While download services like's iTunes seem to have settled on a standard price of 99 cents per song, ringtone sellers can charge two to three times as much for a 15-second snippet.
"This is not a fad that will go away in the next year or so," said Thomas Hesse, president of global digital business at Sony BMG Music Entertainment.
Billboard magazine, the music industry's top trade publication, launched a sales chart for ringtones last October.
"We knew it was an area of revenue that had record companies excited, but I don't think we were really prepared for the dimension of success we were seeing," said Billboard senior analyst and charts editor Geoff Mayfield. Now the number one ringtone typically outsells the number one download, Mayfield said. Hits like "My Goodies" by R&B singer Ciara have sold over one million ringtones.

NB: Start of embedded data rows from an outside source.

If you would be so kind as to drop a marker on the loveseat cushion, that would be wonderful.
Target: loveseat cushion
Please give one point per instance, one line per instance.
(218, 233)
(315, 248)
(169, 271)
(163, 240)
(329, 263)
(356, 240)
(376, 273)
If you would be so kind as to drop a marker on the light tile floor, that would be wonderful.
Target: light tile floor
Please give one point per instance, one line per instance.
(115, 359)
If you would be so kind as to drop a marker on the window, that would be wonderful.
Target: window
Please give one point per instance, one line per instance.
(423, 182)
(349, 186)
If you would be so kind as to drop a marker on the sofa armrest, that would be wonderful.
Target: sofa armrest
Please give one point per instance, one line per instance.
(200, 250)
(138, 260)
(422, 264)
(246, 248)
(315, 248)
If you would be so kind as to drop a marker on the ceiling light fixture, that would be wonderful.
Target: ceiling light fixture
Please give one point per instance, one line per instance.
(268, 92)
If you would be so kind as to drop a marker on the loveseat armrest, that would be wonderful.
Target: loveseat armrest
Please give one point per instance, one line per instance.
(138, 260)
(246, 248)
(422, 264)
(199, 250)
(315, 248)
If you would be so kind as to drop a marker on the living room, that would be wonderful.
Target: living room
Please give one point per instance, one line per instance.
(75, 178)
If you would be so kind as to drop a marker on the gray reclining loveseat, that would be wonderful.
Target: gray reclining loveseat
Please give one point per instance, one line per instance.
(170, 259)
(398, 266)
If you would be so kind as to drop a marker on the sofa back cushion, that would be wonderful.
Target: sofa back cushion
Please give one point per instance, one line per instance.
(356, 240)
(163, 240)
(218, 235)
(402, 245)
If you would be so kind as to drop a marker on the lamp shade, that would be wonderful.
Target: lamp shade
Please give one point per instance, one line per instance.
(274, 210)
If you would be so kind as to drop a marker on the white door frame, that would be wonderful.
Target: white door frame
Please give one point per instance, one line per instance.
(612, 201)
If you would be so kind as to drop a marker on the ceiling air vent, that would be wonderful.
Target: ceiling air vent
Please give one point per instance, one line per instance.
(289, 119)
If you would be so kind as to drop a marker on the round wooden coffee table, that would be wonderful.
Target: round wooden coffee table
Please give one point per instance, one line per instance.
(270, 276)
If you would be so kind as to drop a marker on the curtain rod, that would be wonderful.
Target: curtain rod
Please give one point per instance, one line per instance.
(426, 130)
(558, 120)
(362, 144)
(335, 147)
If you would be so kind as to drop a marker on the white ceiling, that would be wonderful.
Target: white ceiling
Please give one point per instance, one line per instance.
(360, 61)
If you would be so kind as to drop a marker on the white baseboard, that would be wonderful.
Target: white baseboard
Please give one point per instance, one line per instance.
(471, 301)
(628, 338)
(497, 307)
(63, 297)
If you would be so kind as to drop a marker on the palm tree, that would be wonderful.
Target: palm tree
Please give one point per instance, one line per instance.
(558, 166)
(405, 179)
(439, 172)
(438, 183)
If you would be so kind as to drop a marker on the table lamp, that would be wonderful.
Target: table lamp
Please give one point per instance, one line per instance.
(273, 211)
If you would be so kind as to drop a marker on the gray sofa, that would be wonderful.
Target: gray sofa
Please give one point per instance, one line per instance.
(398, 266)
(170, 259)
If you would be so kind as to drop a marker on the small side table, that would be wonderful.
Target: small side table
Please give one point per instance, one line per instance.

Ringtones are even invading the pop music charts. In Britain, a song inspired by a ringtone of a cartoon frog kept mega-sellers Oasis and Coldplay from the top singles chart spot last month.
"Crazy Frog Axel F", a remake of the 1980s synth-pop hit by Harold Faltermeyer, has boosted sales of Jamster's "Crazy Frog" ringtone as well, said an official at the company that owns the rights to both. "We've seen very compelling ways to promote the ringtone and promote the single. It's sort of a virtuous cycle," said Dan Mosher, the US head of Jamster, a ringtone seller owned by VeriSign.
Until recently, most phones could only handle synthesised arrangements of pop songs, known as "polyphonics" or single-note "monophonics" that sound like doorbell chimes.
But the technology took a big step forward last year with phones that could play actual song recordings by original artists, known as "master tones" in the industry's jargon. "Ringback tones," which play music while a call is being connected, are another new feature.
While polyphonics and monophonics only provide royalties for songwriters and song publishers, the new forms generate payments for record companies and recording artists as well. Some see even more ambitious commercial use of mobile phones in the future.
"Ultimately we believe the phone will be the player of choice for mobile music," said Sony's Hesse.
Sony BMG already makes as much money from ringtones as it does from computer-based digital downloads, and ringtone revenues at rival EMI Group only slightly trail those from song downloads.